Le changement est un processus inéluctable qui peut survenir à n’importe quel moment et toucher n’importe quelle sphère de la société. Il est souvent difficile pour cette dernière d’y faire face. L’économiste autrichien Friedrich Hayek, dans son célèbre article « L’utilisation de l’information dans la société » publié en 1945, suggère même que l’incapacité à rapidement s’adapter aux changements est le problème économique central d’une société. Hayek n’était pas le seul à avoir eu cette réflexion. En effet, d’autres éminents économistes tels que Karl Marx et Joseph Schumpeter, de même que des sociologues comme Werner Sombart, se sont également penchés, déjà à cette époque, sur les transformations industrielles qui affectent les matrices productives des sociétés.

Quelles leçons pouvons-nous retirer de ces constats?
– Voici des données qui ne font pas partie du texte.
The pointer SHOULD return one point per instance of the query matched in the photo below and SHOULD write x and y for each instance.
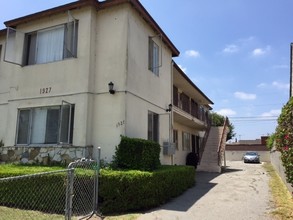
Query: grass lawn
(282, 198)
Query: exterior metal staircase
(213, 156)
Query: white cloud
(184, 69)
(261, 51)
(272, 113)
(279, 85)
(192, 53)
(262, 85)
(232, 48)
(226, 112)
(244, 96)
(281, 66)
(274, 84)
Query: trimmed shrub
(284, 139)
(121, 191)
(137, 154)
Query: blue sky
(236, 51)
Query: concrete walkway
(241, 192)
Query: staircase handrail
(205, 139)
(223, 140)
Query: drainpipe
(291, 56)
(171, 114)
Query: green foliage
(137, 154)
(284, 139)
(270, 141)
(219, 120)
(121, 191)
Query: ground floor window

En quoi est-ce important pour nous, notamment pour Montréal? Afin de répondre à ces questions, nous devrions nous interroger sur le type de société dans laquelle nous souhaiterions vivre. Plus précisément, aimerions-nous avoir une société ouverte au changement, qui valorise la créativité, l'innovation et l'esprit entrepreneurial ou une société qui peine à s’ajuster aux nouvelles conjonctures, telle que l’avait décrite Hayek, il y a de ça plusieurs décennies?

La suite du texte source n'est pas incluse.